MLflow, the open source machine learning operations (MLOps) platform created by Databricks, is becoming a Linux Foundation project. It’s also getting some new features. The move was announced by Matei Zaharia, co-founder of Databricks, and creator of both MLflow and Apache Spark, at the company’s Spark + AI Summit virtual event today.
In a pre-briefing with ZDNet earlier in the week, Zaharia provided an update on MLflow’s momentum, details on the new features and reasoning for moving management of the open source project from Databricks to the Linux Foundation.
Momentum-wise, Zaharia said MLflow has been experiencing a 4x year-over-year growth rate. On the Databricks platform alone (including both the Amazon Web Services and Microsoft Azure offerings of the service), Zaharia said the more than 1M experiment runs are run on MLflow, and more than 100,000 ML models are added to its model registry, *each week*. Some customers are, apparently, creating tens of thousands of models, which helps drive that immense volume.
With that kind of growth, Zaharia explained that it’s important for customers to see the project managed by a vendor-neutral organization. This protects customer investments in MLflow and eliminates any unease that the project might be dependent on Databricks’ corporate direction. I still find it odd that Spark itself — on which the Databricks platform is based — is an Apache Software Foundation project, whereas associated projects Delta Lake and now MLflow sit under the Linux Foundation. Zaharia explained that the two foundations operate in a similar enough way that it shouldn’t impact users and pointed out that Kubernetes and the Cloud Native Computing Foundation are also under the Linux Foundation umbrella, creating useful synergies for the Databricks-launched projects that have moved there.
With all this momentum for MLflow, the project has added new application programming interfaces (APIs), to allow it to integrate with CI/CD (continuous integration, continuous deployment) frameworks like Jenkins and GitLab.
MLflow now has automatic logging and versioning, too. For logging, details like model metrics and parameters can be recorded automatically and, for experiments run on the Databricks platform, cluster and notebook details are logged as well. Model versioning is enabled by the use of Delta Lake — which innately provides for versioning and efficient storage of just what’s changed between versions — as the storage medium.
Both of these new MLflow features acknowledge that machine learning model development is a type of software development, where such logging and CI/CD practices are standard operating procedure. They also correspond well with features announced last month by Cloudera for its own MLOps platform, which acknowledge the same reality.
Also read: Cloudera’s MLOps platform brings governance and management to data science pipelines
Speaking of Delta Lake, Databricks announced just yesterday a new proprietary layer on top of it, called Delta Engine. This product is essentially a rewrite of the Spark SQL/DataFrame engine, implemented in a combination of C++ and assembly language, to provide much improved performance over the Java-based implementation in Apache Spark.
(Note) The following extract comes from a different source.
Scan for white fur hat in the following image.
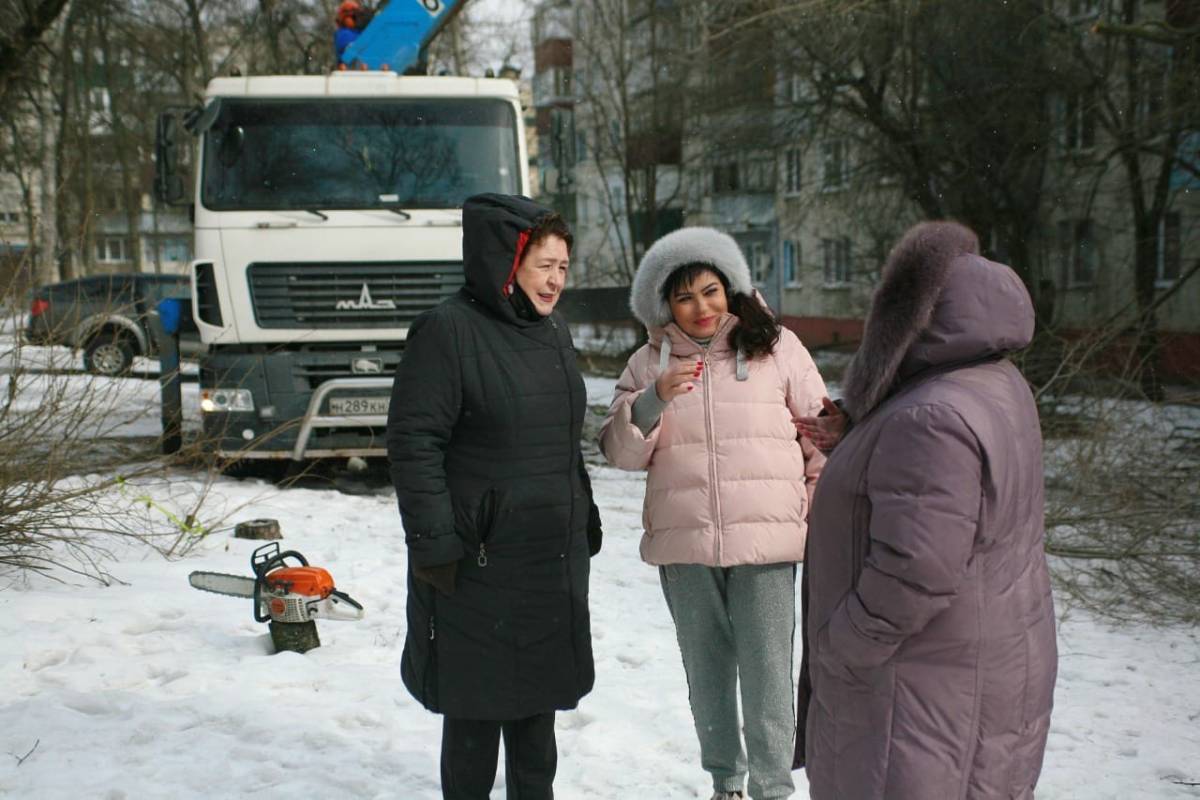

Delta Engine also makes use of so-called SIMD (single instruction, multiple data) CPU instructions, to process multiple data items at once, rather than one at a time. This technique, also known as vector processing or vectorization, is a standard feature in most data warehouse platforms, as is columnar storage, which Delta Lake utilizes. Another tenet of data warehousing is massively parallel processing, or MPP. And while Delta Engine doesn’t implement MPP per se, both Spark SQL and Delta Engine do utilize parallelization across the nodes in the Spark cluster for some of the same effect.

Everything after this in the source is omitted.